My dad did carpentry, repaired boats at the local sardine cannery before it closed, and dug for clams. But he's particularly remembered for building a 65-foot schooner called the Janet May in 1984. Steve Pagels hired my dad and Phil Shelton, and the two of them built the sailboat out of the barn on our property. To keep costs low, they'd chop down trees, drag them from the woods with teams of horses, plane them into boards, and then build the boat.

The launch was a nail-biter, with everyone questioning whether the schooner would squeeze through a narrow drawbridge near town (launched in the Narraguagus River, the boat had to pass through the drawbridge at the mouth of the river to reach the bay). When it made it through with just inches to spare, it was a success celebrated by the whole town, and the Janet May appeared on the welcome sign to Milbridge until around 2010. After sailing around New England, the coastal s
chooner, now christened Bailey Louise Todd, still takes travelers on tours off Bar Harbor.

A photo from the Penobscot Marine Museum of Phil (left) and my dad sitting on the partially completed Janet May. Looks cold.

Born in 1982 to these flower children, I had a pretty great early childhood. By the time I was two or three, my parents had added plumbing and electricity to our home, and I was raised vegetarian, which was okay, aside from eating many-years-old frozen gray peas and other terrible things in the dead of February (at least, we'd grown them ourselves).
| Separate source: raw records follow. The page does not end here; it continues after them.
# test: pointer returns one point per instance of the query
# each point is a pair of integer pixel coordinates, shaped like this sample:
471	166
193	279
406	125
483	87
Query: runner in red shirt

Vegetarianism didn't last forever, and I rebelled as a teenager by eating a little meat (cold peanut butter and jelly sandwiches were no match for warm, school-lunch pizza — the strange red disks on top be damned).

Mom and dad (and me) on the partially completed Janet May

And despite the region's desolate landscape, the back-to-the-land community was strong, and I regularly had friends to hang out with, including Ted and Mary Claire's son, Mason, who lived right across the street, and my good friends, the Checkers, who lived just up the road. But there was much more, because of the semi-communal lifestyle: Sunday barn raisings, potlucks, and days at the lake (often surrounded by skinny dipping adults). Not to mention the gobs of the untamed wilderness for endless, DIY adventures by myself.

But things started to change in sixth grade, when my classmates and I began to face a stinging reality: the entrenched poverty of rural Maine…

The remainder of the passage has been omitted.